Volume 11 of the Federal Circuit
Historical Society Journal
Volume 11, 2017
Though humans dreamt of long-distance air travel for ages, it was the work of two ingenious turn-of-the-20th century American brothers that initiated the modern era of aviation. Dr. Tom Crouch, Smithsonian curator and expert on the history of flight, tells the story of one of teh world's most famous inventions, how Wilbur and Orville Wright developed their successful flying machines, and the patent battles that shaped the history of aviation.
A less familiar name is Gordon Gould. He, too, had to fight long battles over the right to patents - in his case, on the laser, another vital 20th century discover. Though physicist Charles Townes is typically credited witht he laser's invention, and won the Nobel Prize for it, author Nick Taylor recounts Gould's claim and eventual success and recognition.
While the inventions of the airplane and laser form part of teh legacy of the patent jurisdiction of the U.S. Court of Appeals for the Federal Circuit, they also factor into the commercial history of the United States, anotehr aspect of the work of the Federal Circuit and its predecessor courts.

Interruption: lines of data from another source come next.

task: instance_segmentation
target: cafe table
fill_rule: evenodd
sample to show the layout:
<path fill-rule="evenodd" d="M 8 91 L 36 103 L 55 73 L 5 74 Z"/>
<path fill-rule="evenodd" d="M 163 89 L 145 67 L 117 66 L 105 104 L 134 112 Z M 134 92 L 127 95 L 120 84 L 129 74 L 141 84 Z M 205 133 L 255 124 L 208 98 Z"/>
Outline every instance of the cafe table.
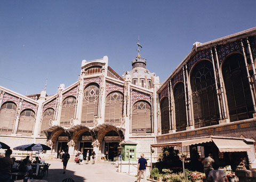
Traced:
<path fill-rule="evenodd" d="M 25 175 L 28 175 L 28 172 L 12 172 L 11 173 L 11 175 L 12 175 L 12 178 L 13 176 L 15 176 L 15 180 L 17 180 L 18 176 L 25 176 Z"/>
<path fill-rule="evenodd" d="M 14 182 L 23 182 L 23 179 L 17 180 Z M 48 181 L 43 179 L 28 179 L 28 182 L 48 182 Z"/>
<path fill-rule="evenodd" d="M 39 172 L 39 167 L 40 166 L 44 166 L 45 165 L 45 164 L 41 164 L 41 163 L 31 163 L 30 164 L 31 166 L 36 166 L 36 175 L 37 176 L 38 175 L 38 172 Z"/>

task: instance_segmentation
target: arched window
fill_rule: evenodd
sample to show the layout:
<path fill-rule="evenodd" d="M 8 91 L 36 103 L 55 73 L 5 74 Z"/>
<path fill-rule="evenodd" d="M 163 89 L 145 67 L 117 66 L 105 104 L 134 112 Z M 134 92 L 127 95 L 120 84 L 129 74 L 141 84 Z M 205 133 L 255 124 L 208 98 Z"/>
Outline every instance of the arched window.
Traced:
<path fill-rule="evenodd" d="M 93 126 L 94 116 L 98 114 L 99 85 L 92 84 L 84 91 L 81 123 L 87 126 Z"/>
<path fill-rule="evenodd" d="M 44 135 L 44 130 L 49 127 L 49 121 L 53 119 L 54 110 L 52 108 L 46 109 L 43 115 L 40 135 Z"/>
<path fill-rule="evenodd" d="M 146 102 L 139 101 L 132 106 L 132 133 L 146 135 L 151 133 L 151 107 Z"/>
<path fill-rule="evenodd" d="M 184 84 L 183 82 L 180 82 L 174 86 L 173 96 L 174 97 L 176 131 L 186 130 L 187 113 L 186 112 Z"/>
<path fill-rule="evenodd" d="M 0 133 L 10 134 L 12 133 L 17 107 L 13 102 L 6 102 L 0 111 Z"/>
<path fill-rule="evenodd" d="M 22 136 L 31 136 L 33 133 L 35 114 L 33 111 L 25 110 L 20 114 L 17 134 Z"/>
<path fill-rule="evenodd" d="M 146 88 L 146 79 L 144 78 L 140 79 L 140 85 L 141 87 Z"/>
<path fill-rule="evenodd" d="M 74 97 L 68 97 L 63 101 L 60 116 L 60 126 L 70 126 L 71 119 L 75 117 L 76 100 L 76 98 Z"/>
<path fill-rule="evenodd" d="M 101 72 L 101 66 L 94 66 L 85 70 L 85 75 L 86 75 L 98 74 L 100 72 Z"/>
<path fill-rule="evenodd" d="M 153 82 L 152 80 L 148 79 L 148 88 L 151 89 L 153 87 Z"/>
<path fill-rule="evenodd" d="M 161 110 L 162 134 L 167 134 L 170 130 L 170 117 L 168 105 L 168 98 L 164 97 L 160 103 Z"/>
<path fill-rule="evenodd" d="M 105 122 L 120 125 L 123 115 L 123 94 L 119 92 L 113 92 L 106 98 Z"/>
<path fill-rule="evenodd" d="M 195 65 L 191 73 L 195 128 L 218 123 L 219 113 L 212 64 L 206 60 Z"/>
<path fill-rule="evenodd" d="M 253 105 L 243 56 L 233 54 L 223 64 L 223 79 L 230 121 L 252 118 Z"/>

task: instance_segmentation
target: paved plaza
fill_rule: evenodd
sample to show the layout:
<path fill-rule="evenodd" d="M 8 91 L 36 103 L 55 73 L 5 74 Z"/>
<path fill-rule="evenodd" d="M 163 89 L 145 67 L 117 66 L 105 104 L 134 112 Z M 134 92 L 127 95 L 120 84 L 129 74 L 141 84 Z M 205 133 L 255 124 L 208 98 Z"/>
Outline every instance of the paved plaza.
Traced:
<path fill-rule="evenodd" d="M 73 161 L 68 163 L 65 174 L 63 174 L 63 166 L 60 160 L 46 161 L 51 164 L 48 176 L 44 177 L 49 182 L 61 182 L 66 178 L 72 178 L 75 181 L 135 181 L 137 178 L 117 172 L 117 166 L 110 162 L 98 162 L 95 164 L 76 164 Z"/>

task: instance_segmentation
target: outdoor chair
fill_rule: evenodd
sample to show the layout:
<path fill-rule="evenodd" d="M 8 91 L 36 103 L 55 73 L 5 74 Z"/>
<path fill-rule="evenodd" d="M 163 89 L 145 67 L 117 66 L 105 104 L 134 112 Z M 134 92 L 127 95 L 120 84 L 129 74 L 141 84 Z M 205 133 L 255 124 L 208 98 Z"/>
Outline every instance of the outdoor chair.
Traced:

This issue of the Journal concludes with attorney and Adjunct Law Professor Patrick Reed's study of the origins of judicial review of tariff decisions by the Board of General Appraisers, which evolved into the Customs Court, now the U.S. Court of International Trade. The article brings to life the historical Board of General Appraisers, created in 1890 to deal with the economic issues and to provide an administrative process that continues to operate.
As always, we hope readers will find the articles interesting, informative, and entertaining.